Gran parte de los factores climáticos, apunta Climefish, no han podido ser modelados debido a la baja disponibilidad de datos y la comprensión todavía muy incompleta del mecanismo a través del cual afectan a la acuicultura. Aun así, las simulaciones disponibles muestran que, en general, el efecto de la temperatura y la velocidad del viento, que son los impulsores climáticos considerados, tendrán un efecto positivo en el crecimiento tanto en el caso de la lubina europea como de la corvina, si bien pueden inducir, también, tasas de mortalidad más altas. La intensidad de este efecto, añaden, estará influenciada por las opciones de manejo, con especial importancia en el momento de la siembra. Las principales amenazas se relacionan con los impactos climáticos estudiados en la evaluación de riesgos; siendo la más grave aquella relacionada con la salud y la supervivencia de los peces, así como con algunos indicadores de producción y los costes asociados.

Las temperaturas más altas tienen, así, el potencial de promover el crecimiento de peces y aumentar la capacidad de producción a nivel de granja, además de permitir el cultivo de nuevas especies de aguas cálidas. Sin embargo, problemas como las irregularidades en el crecimiento, la disminución de la salud de los peces, el aumento de la presencia de patógenos, la disminución de la calidad del agua, el incremento de las tasas de mortalidad, la idoneidad del sitio de la granja y el aumento de los precios de los piensos se han identificado como posibles riesgos derivados del cambio climático que pueden tener consecuencias sustanciales para la industria.

La estrategia de adaptación, establecida para Grecia por Climefish, se extiende a tres niveles, al sugerir (1) medidas de adaptación a nivel de la industria, (2) recomendaciones en el ámbito de las políticas  públicas, e (3) identificación de brechas existentes de investigación y conocimiento.

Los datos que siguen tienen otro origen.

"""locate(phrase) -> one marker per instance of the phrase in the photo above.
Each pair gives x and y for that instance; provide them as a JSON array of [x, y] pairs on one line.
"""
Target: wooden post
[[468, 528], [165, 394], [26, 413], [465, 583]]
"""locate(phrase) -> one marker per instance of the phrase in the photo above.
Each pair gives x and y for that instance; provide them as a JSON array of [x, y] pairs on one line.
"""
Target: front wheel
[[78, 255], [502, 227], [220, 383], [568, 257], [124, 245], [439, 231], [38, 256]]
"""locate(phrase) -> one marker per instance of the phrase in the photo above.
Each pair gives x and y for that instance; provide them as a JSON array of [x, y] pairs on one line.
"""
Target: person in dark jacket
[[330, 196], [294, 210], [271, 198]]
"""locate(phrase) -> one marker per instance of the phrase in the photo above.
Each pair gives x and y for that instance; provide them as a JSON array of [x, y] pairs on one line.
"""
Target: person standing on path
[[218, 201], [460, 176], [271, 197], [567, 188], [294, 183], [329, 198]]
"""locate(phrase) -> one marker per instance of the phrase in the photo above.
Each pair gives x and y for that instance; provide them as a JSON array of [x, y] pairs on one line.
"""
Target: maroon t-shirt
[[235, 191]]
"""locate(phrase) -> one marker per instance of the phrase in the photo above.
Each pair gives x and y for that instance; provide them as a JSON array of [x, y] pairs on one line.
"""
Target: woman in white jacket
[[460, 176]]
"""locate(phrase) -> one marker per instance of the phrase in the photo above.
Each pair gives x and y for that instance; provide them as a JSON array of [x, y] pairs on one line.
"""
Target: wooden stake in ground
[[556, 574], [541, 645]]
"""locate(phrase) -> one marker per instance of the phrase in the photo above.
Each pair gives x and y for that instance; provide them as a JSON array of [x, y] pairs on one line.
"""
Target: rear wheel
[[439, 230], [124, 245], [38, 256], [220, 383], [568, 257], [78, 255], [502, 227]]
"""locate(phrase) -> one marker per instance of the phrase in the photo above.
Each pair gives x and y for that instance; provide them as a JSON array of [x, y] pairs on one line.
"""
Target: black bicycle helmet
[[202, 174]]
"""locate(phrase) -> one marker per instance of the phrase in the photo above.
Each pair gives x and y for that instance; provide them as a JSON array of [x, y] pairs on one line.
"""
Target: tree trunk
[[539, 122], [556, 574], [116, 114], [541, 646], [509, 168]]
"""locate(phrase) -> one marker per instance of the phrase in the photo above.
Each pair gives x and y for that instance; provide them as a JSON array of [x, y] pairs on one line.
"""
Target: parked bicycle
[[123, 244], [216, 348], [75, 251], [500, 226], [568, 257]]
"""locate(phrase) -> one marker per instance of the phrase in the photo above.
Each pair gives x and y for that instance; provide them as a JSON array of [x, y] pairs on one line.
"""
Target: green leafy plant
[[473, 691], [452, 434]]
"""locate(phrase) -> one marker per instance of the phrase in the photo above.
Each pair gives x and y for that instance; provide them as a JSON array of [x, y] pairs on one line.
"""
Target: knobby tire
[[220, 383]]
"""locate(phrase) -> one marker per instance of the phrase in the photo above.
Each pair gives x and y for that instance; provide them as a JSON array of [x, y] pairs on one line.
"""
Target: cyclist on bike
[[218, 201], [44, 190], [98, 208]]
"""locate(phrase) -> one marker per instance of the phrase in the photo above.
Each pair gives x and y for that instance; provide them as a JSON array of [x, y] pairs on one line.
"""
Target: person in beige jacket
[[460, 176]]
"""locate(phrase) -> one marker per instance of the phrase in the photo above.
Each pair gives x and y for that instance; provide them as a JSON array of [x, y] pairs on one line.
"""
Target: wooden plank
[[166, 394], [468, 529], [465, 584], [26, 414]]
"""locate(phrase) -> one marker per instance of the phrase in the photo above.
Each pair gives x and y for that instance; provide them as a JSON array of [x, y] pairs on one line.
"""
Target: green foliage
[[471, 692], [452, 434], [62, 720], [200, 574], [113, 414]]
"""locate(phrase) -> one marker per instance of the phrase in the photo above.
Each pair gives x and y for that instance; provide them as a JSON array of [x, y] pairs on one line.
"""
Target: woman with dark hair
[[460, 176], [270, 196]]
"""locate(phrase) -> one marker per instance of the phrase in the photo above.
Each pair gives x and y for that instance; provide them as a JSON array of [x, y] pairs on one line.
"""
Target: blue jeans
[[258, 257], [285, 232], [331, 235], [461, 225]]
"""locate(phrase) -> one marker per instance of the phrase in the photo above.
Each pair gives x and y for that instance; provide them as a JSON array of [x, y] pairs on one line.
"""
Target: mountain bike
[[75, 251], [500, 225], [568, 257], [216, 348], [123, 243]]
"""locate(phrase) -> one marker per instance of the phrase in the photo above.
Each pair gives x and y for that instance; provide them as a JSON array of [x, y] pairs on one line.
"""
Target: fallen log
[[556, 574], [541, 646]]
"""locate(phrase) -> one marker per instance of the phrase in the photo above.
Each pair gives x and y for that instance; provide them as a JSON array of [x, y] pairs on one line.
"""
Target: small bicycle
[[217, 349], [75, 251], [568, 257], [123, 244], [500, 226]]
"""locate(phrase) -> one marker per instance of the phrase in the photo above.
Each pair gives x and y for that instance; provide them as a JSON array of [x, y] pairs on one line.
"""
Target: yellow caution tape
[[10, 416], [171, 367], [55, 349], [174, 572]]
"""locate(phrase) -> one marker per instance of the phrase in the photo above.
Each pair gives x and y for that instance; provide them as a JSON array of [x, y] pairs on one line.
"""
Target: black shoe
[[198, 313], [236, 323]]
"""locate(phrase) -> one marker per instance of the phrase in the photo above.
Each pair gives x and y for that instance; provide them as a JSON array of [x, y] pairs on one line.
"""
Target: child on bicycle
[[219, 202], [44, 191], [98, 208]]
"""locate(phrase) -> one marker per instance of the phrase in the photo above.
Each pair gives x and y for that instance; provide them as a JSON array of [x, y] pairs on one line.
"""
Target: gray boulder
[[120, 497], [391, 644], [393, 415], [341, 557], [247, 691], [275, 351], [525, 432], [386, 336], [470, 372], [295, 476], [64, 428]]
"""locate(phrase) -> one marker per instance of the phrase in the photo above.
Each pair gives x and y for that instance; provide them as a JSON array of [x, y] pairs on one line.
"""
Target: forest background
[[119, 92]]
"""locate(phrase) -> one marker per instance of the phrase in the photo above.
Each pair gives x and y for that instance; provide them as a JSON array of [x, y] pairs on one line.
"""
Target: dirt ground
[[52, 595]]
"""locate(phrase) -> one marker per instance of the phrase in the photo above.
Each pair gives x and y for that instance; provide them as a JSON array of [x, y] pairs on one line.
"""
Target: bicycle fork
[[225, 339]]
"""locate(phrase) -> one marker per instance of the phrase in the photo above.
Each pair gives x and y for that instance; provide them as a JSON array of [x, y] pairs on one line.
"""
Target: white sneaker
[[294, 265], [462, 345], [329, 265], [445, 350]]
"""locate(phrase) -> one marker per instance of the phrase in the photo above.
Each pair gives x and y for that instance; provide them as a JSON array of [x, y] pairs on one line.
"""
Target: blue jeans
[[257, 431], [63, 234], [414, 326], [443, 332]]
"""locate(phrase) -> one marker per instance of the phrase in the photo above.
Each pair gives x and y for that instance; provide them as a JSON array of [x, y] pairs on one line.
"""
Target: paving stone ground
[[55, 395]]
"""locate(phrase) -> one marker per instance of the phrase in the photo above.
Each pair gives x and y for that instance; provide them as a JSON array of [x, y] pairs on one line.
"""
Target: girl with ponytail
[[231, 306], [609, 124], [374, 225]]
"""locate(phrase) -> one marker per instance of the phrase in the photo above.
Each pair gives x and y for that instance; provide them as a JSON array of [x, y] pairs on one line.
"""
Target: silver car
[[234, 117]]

A nivel de la industria, varias medidas apuntan a aumentar la colaboración entre granjas y preparar a la industria para futuros cambios en las  mismas, así como a niveles de organización más amplios (zonas de desarrollo). Las recomendaciones de políticas se centran en establecer un marco legal flexible para el funcionamiento de las granjas y la designación de nuevos sitios, así como también en la inversión en programas de cría selectiva y nuevas tecnologías acuícolas. El nivel de investigación incluye la creación de conocimientos sobre los mecanismos biológicos implicados en la respuesta a las altas temperaturas y a otros factores asociados al cambio climático.

Por lo que respecta a los resultados socioeconómicos se señala que predecirlos plantea un reto debido a la naturaleza diversa de los factores que afectan la producción (aspectos económicos, legislativos, técnicos, y ambientales). La industria, se añade, “tiene la capacidad de adaptarse al cambio climático al mitigar las amenazas más graves y beneficiarse de las oportunidades emergentes; y, por lo tanto, crecer de manera sostenible si se implementan las medidas de adaptación identificadas”. Un elemento clave para la adaptación exitosa al cambio climático, concluyen, “es la colaboración entre todos los interesados a nivel de la industria, la academia y la administración”.